Bradshaw saw this was going nowhere. He held up his hand. 'Can you summarise the implications of this for me, Professor?'

'For pity's sake don't detonate anything at this stage. The brood nest in the area of primary detonation will be destroyed, but from the peripheral chambers and passages you'll have thousands of newly mated queens scattered over half the country.'

'It's what I told you,' said Apthorpe. 'Remember, I'm not just an academic, but a major in the Territorials. It's horses for courses, Fortius. I've never met a pure academic yet who has an accurate idea of the damage scientifically calculated explosives can inflict. There isn't much time though. We can agree about that, can't we?'

Tom nodded wearily. Apthorpe's naivety was astonishing. He wasn't motivated to push it further.

'Yes,' he said. 'I can vouch for that.'

Almost simultaneously, there was a streak of lightning and a second later an enormous clap of thunder. Rain deluged from the clouds overhead. For a few seconds, it was like a wall of water falling from the sky.
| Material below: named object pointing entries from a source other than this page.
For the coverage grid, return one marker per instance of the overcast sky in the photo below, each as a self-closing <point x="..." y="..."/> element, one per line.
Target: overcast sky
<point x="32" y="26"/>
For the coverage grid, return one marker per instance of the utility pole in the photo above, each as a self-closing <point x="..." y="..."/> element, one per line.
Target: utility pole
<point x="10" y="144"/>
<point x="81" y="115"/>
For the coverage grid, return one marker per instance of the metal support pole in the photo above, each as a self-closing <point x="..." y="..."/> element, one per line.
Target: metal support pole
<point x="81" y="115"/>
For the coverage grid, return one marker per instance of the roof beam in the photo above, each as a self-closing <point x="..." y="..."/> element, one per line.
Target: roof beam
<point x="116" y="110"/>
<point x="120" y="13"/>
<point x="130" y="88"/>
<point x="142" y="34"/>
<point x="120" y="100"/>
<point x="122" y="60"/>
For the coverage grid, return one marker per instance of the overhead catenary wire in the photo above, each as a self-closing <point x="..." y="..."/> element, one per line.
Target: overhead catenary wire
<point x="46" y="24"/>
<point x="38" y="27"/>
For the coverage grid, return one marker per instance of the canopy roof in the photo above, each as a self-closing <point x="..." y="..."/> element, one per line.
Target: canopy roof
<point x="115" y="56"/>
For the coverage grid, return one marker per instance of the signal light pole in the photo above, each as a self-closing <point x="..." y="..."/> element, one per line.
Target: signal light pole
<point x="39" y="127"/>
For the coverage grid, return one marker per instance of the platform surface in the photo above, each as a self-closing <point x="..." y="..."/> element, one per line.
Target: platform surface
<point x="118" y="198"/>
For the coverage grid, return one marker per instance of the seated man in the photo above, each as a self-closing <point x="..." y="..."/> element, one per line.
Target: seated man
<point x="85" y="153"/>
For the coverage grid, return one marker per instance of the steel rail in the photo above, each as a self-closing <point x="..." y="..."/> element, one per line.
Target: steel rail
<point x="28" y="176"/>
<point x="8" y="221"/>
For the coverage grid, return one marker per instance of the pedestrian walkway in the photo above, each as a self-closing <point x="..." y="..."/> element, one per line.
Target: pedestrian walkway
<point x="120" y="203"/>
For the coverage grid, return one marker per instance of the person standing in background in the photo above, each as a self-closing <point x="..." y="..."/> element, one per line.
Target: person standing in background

Then, as quickly as it had started, the cloudburst ended and gentle rain fell.

The explosion resulting from Apthorpe's efforts couldn't be heard above the thunder. The roof of the barn seemed to lift then settle back and fire spurted from the windows. Regel saw the flames and in his mind’s eye could see only the flames which consumed so many of his generation in the Third Reich. He stood up, his clothes hanging off his fleshless frame like garments on a scarecrow whose arms and legs were no more than broom handles.